St. Patrick’s Day Activities Around the City

Hanako Maki | The PhoenixThe Chicago River is dyed emerald green every St. Patrick’s Day, attracting thousands of visitors, a tradition that dates back more than half a century. For those who want to avoid the Loop, there are other options.

St. Patrick’s Day exists in a strange middle ground of holidays, not a forgettable one like Arbor Day but not necessarily a family-based celebration like Hanukkah, so it can be a challenge to find something to do. But have no fear, this list will lay out the best activities for everyone’s favorite Irish patron saint day.

River Dyeing

The most obvious activity here in Chicago is the famous dyeing of the river. The city government dyes the Chicago River green every year in honor of the Saint and countless people flock to see it. 

Just like the famous Cloud Gate, also known as The Bean, it’s a staple of Chicago. To some, this overall event is the greatest insult to Ireland since Margaret Thatcher. To others, it’s the greatest party in the city.

There will undoubtedly be massive amounts of people drinking in public and general chaos. Any mad man would absolutely love this in all its debaucherous glory, just be ready to fight off sensitive drunkards or sickly patrons.

Those looking for a different view of the iconic river dyeing, there’s a variety of river cruises happening.

Hanaki Maki | The Phoenix

St. Patrick’s Day Parade

Slightly south of this craziness lies the Chicago St. Patrick’s Day parade. This family-friendly event will take place March 14 on Columbus Drive. The parade is scheduled to start at noon and last about three hours. It’s set to showcase all kinds of colorful groups and floats, from bagpipe bands to dance troops. A much less disgusting affair than the river, the parade is an ideal for a day out with the family.

However be weary of this event, as there are talks about shutting it down due to fears surrounding COVID-19. If it takes place, remember to keep a portable bottle of hand sanitizer with you, and avoid skin-to-skin contact if possible.

Localized Events

Looking beyond the Loop, there are plenty of neighborhood celebrations across the city. Set to follow the Chicago St. Patrick’s Day Parade, the Irish American Heritage Center (4626 N. Knox Ave.) in Albany Park will host a St. Patrick Festival. Featuring contemporary and traditional Irish music, food and dance and vendors selling Irish gifts, it boasts celebrating “all things Irish.”

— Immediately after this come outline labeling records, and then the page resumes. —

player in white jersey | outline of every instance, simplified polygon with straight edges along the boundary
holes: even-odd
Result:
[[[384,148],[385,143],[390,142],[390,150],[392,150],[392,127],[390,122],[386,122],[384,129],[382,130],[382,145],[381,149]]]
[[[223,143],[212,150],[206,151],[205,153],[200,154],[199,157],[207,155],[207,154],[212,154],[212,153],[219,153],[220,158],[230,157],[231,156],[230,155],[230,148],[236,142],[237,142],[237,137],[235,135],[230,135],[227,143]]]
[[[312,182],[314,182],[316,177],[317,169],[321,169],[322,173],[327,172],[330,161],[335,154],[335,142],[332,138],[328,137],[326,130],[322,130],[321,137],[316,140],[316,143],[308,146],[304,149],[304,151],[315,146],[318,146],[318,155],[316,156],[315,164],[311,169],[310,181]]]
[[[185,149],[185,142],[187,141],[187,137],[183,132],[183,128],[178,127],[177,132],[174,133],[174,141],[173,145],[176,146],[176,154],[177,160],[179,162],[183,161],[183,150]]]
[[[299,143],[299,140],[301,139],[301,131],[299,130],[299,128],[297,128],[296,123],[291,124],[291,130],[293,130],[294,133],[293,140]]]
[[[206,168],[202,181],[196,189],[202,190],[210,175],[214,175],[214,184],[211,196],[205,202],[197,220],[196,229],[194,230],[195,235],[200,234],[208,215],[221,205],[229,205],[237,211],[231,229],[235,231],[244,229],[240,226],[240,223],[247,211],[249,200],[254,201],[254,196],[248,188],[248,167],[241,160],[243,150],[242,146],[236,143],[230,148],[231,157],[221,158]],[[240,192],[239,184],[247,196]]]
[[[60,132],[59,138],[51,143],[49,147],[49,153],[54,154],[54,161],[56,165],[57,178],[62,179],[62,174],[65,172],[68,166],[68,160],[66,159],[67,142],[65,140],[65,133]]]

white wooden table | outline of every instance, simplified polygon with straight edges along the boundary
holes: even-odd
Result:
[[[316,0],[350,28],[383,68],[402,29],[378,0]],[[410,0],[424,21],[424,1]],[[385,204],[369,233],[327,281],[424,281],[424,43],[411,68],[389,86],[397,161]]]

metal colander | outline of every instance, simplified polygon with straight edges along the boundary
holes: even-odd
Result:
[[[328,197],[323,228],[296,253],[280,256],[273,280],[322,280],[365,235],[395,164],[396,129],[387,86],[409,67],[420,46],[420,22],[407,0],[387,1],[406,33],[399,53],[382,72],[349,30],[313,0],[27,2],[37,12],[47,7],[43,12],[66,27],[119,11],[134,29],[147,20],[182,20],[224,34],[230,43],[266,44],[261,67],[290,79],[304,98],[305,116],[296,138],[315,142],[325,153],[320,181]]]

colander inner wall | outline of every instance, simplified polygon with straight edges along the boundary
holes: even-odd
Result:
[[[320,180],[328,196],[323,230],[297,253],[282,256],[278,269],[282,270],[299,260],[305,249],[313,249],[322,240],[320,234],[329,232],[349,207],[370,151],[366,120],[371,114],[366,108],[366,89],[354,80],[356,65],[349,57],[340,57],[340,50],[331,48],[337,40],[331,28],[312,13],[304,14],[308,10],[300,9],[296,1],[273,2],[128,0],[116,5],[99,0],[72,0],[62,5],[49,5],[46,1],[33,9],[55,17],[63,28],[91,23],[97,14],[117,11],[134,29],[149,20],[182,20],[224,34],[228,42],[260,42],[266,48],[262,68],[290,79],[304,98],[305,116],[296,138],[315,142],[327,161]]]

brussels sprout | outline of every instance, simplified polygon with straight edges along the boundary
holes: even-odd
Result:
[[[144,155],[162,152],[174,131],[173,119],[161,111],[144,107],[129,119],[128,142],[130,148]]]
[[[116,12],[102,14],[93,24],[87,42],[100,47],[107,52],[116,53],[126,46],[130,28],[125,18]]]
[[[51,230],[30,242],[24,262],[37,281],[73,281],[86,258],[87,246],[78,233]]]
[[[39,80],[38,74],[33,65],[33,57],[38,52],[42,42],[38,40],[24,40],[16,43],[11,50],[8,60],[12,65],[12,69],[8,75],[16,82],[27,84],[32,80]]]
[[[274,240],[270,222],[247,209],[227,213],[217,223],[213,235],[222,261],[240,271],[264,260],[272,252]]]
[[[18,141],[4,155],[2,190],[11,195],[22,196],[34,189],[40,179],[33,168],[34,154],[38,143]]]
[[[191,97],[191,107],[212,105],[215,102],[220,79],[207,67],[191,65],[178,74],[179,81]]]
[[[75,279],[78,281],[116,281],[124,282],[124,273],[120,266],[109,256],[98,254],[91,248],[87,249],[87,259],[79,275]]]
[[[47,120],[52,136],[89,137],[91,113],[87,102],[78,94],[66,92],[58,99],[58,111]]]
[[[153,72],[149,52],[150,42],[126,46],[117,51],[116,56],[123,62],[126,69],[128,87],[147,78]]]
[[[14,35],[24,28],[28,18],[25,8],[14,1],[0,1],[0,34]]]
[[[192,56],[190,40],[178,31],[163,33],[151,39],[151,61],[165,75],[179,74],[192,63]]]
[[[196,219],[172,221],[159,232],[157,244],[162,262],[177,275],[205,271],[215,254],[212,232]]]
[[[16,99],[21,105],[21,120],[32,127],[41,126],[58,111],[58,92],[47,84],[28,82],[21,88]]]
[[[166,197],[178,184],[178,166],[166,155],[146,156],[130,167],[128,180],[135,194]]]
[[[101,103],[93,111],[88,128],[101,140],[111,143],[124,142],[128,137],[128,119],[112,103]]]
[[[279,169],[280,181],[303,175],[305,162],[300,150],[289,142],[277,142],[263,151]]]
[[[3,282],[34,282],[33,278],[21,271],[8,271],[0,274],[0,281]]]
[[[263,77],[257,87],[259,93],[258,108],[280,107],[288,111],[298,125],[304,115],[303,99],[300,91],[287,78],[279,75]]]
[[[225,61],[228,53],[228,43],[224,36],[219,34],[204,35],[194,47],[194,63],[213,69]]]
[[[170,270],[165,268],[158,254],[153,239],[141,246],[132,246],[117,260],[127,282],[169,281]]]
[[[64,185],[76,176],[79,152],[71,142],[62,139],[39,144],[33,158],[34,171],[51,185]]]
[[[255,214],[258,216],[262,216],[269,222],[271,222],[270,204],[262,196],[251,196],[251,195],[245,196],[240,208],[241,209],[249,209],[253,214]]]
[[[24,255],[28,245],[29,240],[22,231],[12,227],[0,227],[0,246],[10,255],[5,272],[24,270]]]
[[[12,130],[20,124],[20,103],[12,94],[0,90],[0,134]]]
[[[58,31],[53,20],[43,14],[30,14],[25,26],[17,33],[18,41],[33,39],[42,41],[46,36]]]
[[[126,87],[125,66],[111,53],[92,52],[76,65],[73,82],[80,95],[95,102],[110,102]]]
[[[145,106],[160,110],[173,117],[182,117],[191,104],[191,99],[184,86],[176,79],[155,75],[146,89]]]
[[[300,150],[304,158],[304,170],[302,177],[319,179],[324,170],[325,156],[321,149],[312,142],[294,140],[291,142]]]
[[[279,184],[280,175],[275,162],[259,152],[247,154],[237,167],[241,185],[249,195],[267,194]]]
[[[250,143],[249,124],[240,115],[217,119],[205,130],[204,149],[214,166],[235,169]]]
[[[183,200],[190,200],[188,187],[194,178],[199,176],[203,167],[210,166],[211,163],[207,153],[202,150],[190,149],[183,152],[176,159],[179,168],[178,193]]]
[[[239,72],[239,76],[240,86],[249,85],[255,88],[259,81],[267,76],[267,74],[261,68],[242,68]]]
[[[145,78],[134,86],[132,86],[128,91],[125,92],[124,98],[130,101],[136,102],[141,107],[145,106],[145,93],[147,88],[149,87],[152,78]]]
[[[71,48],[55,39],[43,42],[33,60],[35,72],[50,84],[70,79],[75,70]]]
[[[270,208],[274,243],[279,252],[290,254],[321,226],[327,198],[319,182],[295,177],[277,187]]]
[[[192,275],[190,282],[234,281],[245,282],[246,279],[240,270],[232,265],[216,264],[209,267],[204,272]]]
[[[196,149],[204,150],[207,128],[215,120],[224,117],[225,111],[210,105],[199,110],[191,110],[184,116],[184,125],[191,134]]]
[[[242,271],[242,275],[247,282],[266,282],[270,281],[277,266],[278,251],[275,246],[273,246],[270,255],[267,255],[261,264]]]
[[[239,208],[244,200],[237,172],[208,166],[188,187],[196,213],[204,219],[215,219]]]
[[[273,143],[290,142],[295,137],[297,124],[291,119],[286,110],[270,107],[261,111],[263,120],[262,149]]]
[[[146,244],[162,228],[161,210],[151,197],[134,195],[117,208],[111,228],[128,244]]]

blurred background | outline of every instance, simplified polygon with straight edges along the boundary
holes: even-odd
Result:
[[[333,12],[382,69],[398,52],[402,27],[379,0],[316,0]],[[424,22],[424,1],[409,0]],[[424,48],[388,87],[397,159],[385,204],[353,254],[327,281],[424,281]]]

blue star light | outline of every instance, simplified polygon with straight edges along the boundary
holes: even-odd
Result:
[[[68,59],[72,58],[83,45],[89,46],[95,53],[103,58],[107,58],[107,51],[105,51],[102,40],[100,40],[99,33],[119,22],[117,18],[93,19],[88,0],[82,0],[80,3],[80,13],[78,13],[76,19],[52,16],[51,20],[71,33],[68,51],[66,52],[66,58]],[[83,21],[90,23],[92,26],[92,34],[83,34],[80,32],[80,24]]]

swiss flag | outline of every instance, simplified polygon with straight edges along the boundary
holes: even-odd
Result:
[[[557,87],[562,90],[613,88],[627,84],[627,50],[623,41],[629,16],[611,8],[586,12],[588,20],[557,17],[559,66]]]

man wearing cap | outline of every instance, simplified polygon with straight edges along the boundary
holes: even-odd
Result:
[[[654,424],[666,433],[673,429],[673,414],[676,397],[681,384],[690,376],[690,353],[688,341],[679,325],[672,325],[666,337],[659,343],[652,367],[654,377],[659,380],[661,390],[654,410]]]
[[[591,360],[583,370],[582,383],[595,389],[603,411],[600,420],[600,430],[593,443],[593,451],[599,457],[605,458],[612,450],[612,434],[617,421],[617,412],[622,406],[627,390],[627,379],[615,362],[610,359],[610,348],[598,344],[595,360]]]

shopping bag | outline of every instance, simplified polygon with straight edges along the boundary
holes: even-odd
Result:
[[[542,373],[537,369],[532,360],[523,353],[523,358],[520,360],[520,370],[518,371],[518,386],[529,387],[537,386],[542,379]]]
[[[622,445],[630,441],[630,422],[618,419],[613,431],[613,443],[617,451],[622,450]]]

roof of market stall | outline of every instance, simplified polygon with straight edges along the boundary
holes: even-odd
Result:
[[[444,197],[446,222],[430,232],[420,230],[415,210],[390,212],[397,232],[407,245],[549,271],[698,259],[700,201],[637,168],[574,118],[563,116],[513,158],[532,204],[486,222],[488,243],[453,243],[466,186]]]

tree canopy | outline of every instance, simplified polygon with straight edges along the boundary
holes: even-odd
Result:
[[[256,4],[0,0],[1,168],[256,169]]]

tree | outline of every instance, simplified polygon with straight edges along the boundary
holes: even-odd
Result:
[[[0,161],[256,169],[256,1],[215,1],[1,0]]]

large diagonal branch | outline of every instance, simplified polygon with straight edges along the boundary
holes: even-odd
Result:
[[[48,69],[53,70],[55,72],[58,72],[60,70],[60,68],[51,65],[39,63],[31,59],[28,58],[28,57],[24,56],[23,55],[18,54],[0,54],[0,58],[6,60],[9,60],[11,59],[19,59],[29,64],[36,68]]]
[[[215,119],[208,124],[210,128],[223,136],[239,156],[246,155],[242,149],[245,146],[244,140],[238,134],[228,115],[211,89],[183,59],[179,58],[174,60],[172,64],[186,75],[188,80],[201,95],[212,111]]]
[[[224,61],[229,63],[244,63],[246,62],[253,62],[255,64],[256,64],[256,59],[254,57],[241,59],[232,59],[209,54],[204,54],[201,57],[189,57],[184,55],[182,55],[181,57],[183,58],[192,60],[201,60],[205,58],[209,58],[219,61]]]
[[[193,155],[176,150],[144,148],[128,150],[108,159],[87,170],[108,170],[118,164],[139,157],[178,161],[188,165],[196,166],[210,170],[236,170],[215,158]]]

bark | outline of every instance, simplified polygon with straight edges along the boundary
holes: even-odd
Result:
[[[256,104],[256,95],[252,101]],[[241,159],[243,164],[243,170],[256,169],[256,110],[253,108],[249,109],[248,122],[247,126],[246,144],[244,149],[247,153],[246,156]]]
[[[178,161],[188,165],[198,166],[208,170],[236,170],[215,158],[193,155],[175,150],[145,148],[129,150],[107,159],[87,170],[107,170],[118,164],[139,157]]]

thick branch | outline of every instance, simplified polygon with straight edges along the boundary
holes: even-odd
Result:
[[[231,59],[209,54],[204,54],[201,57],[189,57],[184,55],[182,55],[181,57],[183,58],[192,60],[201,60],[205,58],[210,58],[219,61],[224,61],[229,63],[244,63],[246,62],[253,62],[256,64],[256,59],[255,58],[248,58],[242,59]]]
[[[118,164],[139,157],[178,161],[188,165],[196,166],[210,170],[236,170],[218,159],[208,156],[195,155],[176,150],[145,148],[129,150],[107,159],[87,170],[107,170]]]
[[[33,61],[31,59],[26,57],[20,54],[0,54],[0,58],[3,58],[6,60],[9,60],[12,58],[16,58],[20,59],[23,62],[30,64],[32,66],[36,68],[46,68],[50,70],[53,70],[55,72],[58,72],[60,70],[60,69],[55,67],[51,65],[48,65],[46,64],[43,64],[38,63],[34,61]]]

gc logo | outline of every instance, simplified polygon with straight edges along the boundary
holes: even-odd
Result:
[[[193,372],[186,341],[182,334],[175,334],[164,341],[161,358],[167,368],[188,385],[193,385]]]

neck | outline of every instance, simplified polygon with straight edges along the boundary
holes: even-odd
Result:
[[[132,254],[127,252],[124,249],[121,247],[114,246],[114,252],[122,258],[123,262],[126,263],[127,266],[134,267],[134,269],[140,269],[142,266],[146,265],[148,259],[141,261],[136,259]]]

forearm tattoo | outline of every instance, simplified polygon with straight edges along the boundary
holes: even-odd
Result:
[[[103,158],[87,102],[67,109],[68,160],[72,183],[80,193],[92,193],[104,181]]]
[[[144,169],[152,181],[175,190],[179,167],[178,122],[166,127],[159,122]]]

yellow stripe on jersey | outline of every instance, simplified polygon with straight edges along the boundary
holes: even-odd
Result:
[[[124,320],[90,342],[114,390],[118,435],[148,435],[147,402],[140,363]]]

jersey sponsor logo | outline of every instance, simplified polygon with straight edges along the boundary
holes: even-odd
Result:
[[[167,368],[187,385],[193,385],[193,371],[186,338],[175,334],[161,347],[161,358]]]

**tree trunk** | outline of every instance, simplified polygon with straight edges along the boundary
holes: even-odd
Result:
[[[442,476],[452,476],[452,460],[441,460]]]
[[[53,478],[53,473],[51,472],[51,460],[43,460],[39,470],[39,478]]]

The festival is set to include the Shannon Rovers Irish Pipe Band, The Chancey Brothers and Trinity Irish Dancers. There’ll also be an arts and crafts fair and family-friendly activities for children. It will be running from 1 p.m. to midnight with tickets costing $15.

Shamrock’n the Block at Old Saint Patrick’s Church (700 W. Adams St.) is a yearly St. Patty’s Day block party for people of all ages. Taking place March 14 from noon to 6 p.m., this shindig features traditional Irish dancing as well as bands, with enough corned beef and beer to feed and intoxicate a village. 

If March 14 is all booked up, then fear not because the Northwest Side Parade is ready to launch March 15. Starting 12 p.m. at the William J. Onahan School (6634 W. Raven St.). The parade goes for one hour, with an afterparty kicking off with a $15 entrance fee. Showcasing the same foods as Shamrock’n the Block, making for no shortage of classic Irish delicacies. 

On the other side of the city, the longstanding South Side Parade will also take place March 15 at noon. It’s set to run from Western Avenue between 103rd & 115th Streets and include bands, dance groups and the parade queen.

The South Side Parade is also at risk of being cancelled because of the spread of Coronavirus.

Casual Indoors Fun

There are also plenty of things to do at home for those who are concerned with COVID-19. For instance, the classic Disney original “Luck of the Irish” is streaming on Disney+ and offers its fair share of laughs, nostalgia trips and horrible mid-2000s acting. 

Even simpler, invite a few friends over and have a couple drinks. As long as the drink isn’t too cheap or plentiful, it can be quite a fun experience. Whether it’s celebrating with Guinness or a green beer, a simple friendly gathering always brings the holiday together. Of course, this is only for those who are over the age of 21.